- Born: Michael Ekkehard Hansen Wuppertal, Germany
- Education: University of Bonn (LLM) Columbia University (MBA)
- Occupation: CEO of Cengage

= Michael E. Hansen =

German lawyer

Michael Ekkehard Hansen is a German lawyer who is the chief executive officer of Cengage Learning. Hansen specialises in the evolution of the educational publishing industry, especially the transition the industry is making from print to digital and the development of new digital product lines.

==Career==
Hansen was born and grew up in Wuppertal, Germany. He received a Master of Laws from the University of Bonn, Germany. He then obtained an MBA in from Columbia University. Hansen joined the Boston Consulting Group in New York in 1989, staying for 11 years. He rose to become a partner and co-chairman of the company's e-business and media practice. After serving briefly as head of international operations at Proxicom, an internet focused technology company, he moved to Bertelsmann, a German media corporation, as executive Vice President of Operational Excellence.

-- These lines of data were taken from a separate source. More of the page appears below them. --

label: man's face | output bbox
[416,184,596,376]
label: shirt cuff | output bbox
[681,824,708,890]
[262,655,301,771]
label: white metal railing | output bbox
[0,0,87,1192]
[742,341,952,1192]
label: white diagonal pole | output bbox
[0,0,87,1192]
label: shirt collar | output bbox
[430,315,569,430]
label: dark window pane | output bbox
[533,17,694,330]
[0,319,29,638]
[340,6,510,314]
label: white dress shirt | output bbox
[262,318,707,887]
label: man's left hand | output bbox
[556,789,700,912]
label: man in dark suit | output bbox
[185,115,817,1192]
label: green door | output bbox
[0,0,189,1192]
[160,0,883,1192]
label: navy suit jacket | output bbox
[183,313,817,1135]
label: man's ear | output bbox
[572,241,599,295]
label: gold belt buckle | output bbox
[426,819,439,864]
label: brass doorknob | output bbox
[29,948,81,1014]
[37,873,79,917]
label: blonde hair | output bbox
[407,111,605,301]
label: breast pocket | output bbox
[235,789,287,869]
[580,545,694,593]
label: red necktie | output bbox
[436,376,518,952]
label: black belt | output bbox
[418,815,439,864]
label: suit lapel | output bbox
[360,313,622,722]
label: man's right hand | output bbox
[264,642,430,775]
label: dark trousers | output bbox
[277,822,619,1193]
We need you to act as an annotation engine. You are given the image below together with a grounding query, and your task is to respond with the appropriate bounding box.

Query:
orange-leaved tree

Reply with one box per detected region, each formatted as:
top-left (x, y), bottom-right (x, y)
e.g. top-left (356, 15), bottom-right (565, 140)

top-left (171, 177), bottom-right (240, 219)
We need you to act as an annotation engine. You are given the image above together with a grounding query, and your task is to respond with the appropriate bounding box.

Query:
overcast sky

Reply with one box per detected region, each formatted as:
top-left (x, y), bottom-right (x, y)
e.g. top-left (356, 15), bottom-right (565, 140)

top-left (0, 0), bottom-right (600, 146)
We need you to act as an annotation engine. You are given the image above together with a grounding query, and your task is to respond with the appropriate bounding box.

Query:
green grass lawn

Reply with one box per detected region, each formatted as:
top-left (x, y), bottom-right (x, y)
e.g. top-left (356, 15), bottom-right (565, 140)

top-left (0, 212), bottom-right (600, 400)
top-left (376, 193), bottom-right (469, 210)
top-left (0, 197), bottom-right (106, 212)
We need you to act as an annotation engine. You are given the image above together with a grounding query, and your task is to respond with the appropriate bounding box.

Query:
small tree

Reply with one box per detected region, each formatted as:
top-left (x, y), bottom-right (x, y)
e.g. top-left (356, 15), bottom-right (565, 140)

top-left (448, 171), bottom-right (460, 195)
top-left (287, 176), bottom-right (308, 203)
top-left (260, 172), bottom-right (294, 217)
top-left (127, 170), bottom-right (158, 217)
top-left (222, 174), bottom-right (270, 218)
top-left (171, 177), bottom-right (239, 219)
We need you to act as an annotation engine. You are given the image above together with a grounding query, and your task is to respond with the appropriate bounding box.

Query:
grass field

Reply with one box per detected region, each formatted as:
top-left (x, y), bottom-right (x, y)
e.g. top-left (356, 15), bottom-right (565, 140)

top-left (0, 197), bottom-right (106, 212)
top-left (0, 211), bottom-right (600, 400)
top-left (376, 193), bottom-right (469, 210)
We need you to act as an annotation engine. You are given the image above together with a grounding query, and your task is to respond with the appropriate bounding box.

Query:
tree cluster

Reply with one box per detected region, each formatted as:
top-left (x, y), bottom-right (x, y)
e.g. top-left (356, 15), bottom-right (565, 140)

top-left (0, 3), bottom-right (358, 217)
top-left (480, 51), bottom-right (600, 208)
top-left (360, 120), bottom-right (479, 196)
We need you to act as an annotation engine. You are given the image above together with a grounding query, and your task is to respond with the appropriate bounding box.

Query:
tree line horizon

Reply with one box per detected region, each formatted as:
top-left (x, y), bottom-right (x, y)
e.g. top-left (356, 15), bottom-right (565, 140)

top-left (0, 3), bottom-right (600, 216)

On August 14, 2006, he became the President and Chief Executive Officer of Harcourt Assessment, the educational materials arm of Reed Elsevier. From June 2008 to August 10, 2012, he served as the CEO of Health Sciences at Elsevier B.V., a division of Reed Elsevier. He served as President of Book Fairs and International at the Scholastic Corporation, and became its Executive Vice President since March 2008.

Since September 17, 2012, Hansen has been the CEO of Delmar-Cengage Learning and Cengage Learning Holdings II, Inc. He has worked on the financial restructuring of the company, which involved filing for Chapter 11 bankruptcy, eliminating approximately $4 billion in funded debt and securing $1.75 billion in exit financing.

==Personal life==
Hansen was married in 1997 but his wife Carina van Knoop died in 2020 from cancer. Hansen and van Knopp had three sons: Charles, Leonard, and Cooper. He enjoys snow skiing and Bikram yoga.